The newly acquired buildings are located at 4835, 4925 and 5033 Sirona Drive in Charlotte, with immediate access to I-485, I-85 and I-77, and are located within two miles of Charlotte Douglas International Airport. The industrial assets have 30-foot ceilings and Interstate access. Combined, the buildings are approximately 88 percent leased.
Liberty’s 375,918 square foot acquisition includes:
- 4835 Sirona Drive offering 127,759 square feet and is currently 78.1% leased. Tenants in the building include Sirona Dental and Nippon Express USA.
- 4925 Sirona Drive offering 128,159 square feet and is currently 100% leased. Tenants include Houston Wire & Cable and DHL Global.
- 5033 Sirona Drive offering 120,000 square feet and is currently 86.8% leased. Tenants include Cort Furniture, TricorBraun and AMT DataSouth.
KBS Legacy Partners Apartment REIT, Inc. has closed on its $45.8 million purchase of the 301-unit Wesley Village apartment complex.
The property, which is 93 percent occupied, is on nearly 15 acres in the Wesley Heights neighborhood, near the intersection of Freedom Drive and Thrift Road. The seller was an affiliate of Wood Partners.
“The KBS Legacy Partners team has identified and acquired several well-performing assets with solid growth potential, and Wesley Village is no exception,” W. Dean Henry, chief executive of KBS Legacy Partners Apartment REIT, says in a statement.
A limited liability company managed by Hadi Atri, chief executive of Re/Max Executive Realty, has purchased an 18,500-square-foot office building in SouthPark for $3.2 million.
The fully occupied multitenant building at 2901 Coltsgate Road is the home of Re/Max’s SouthPark office. Tiffany Slayden of Brackett Flagship Properties, represented the seller, T Hall Enterprises I, a limited liability company managed by Thomas J. Hall. The buyer was not represented. Brackett Flagship will continue to manage the property.
The previous sales price, in June 2007, was $3,954,000 ($207.60/SF). It was built in 1993 and sits on a 1.12 acre site. The tax map number is 183-132-10.
Parkway Properties has agreed to buy the 20-story NASCAR Plaza office building for approximately $100 million.

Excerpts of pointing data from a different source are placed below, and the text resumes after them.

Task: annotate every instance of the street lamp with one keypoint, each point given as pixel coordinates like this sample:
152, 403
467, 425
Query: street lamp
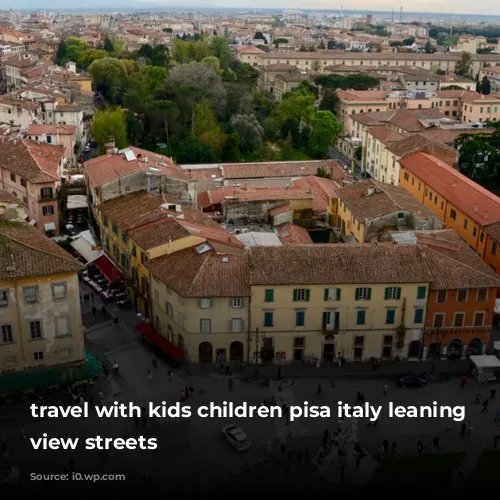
258, 337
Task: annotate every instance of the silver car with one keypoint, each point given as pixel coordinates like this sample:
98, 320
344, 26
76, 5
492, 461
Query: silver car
236, 437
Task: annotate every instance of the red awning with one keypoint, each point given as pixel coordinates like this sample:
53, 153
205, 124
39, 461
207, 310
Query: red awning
107, 268
161, 342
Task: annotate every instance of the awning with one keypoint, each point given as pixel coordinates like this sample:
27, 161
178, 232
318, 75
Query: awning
161, 342
106, 267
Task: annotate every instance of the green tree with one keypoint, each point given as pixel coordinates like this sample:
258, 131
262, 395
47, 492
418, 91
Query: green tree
325, 129
110, 123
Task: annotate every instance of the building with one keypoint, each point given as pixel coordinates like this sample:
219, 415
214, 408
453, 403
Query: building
369, 209
40, 317
470, 210
32, 172
201, 301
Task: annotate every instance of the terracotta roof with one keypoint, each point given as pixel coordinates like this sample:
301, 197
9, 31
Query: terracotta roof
207, 274
291, 234
108, 168
453, 264
473, 200
347, 264
36, 162
29, 252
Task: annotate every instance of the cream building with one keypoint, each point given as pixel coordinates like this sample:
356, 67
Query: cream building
367, 301
40, 316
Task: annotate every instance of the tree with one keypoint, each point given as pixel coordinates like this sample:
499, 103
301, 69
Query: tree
485, 86
249, 130
325, 129
463, 66
108, 44
110, 123
219, 47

The Charlotte Business Journal reported earlier this month that the Orlando, Fla.-based real estate investment trust had made an unsolicited offer to buy the 390,000-square-foot uptown building as well as the 525 North Tryon building. Parkway acquired the Hearst Tower from Bank of America earlier this year for $250 million.

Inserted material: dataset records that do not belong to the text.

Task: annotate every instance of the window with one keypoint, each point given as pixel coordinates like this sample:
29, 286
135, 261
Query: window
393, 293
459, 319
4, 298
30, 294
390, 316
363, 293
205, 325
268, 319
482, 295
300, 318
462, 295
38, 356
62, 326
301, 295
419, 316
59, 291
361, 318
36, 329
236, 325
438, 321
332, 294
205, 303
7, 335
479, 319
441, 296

The NASCAR Plaza building, owned by Trinity Capital Advisors and Rubenstein Partners, is 88 percent leased, with an average in-place rent of $25.61 per square foot. NASCAR has a lease for 139,000 square feet that runs through May 2021, and Chiquita Brands International Inc. signed a lease for about 138,000 square feet this year after deciding to relocate its headquarters from Cincinnati.
Subsidiaries of KBS Legacy Partners Apartment REIT Inc have entered into an agreement to acquire Wesley Village, an apartment complex containing 301 apartment units on 14.8 acres of land in Charlotte, NC.
The purchase price of Wesley Village is approximately $45.8 million plus closing costs.
Wesley Village is adjacent to the Central Business District (CBD) and consists of 301 apartment units, encompassing 308,377 rentable square feet. Wesley Village was constructed in 2009 and is currently 92% occupied.
KBS intends to fund the purchase of Wesley Village with proceeds from a mortgage loan and proceeds from its ongoing initial public offering.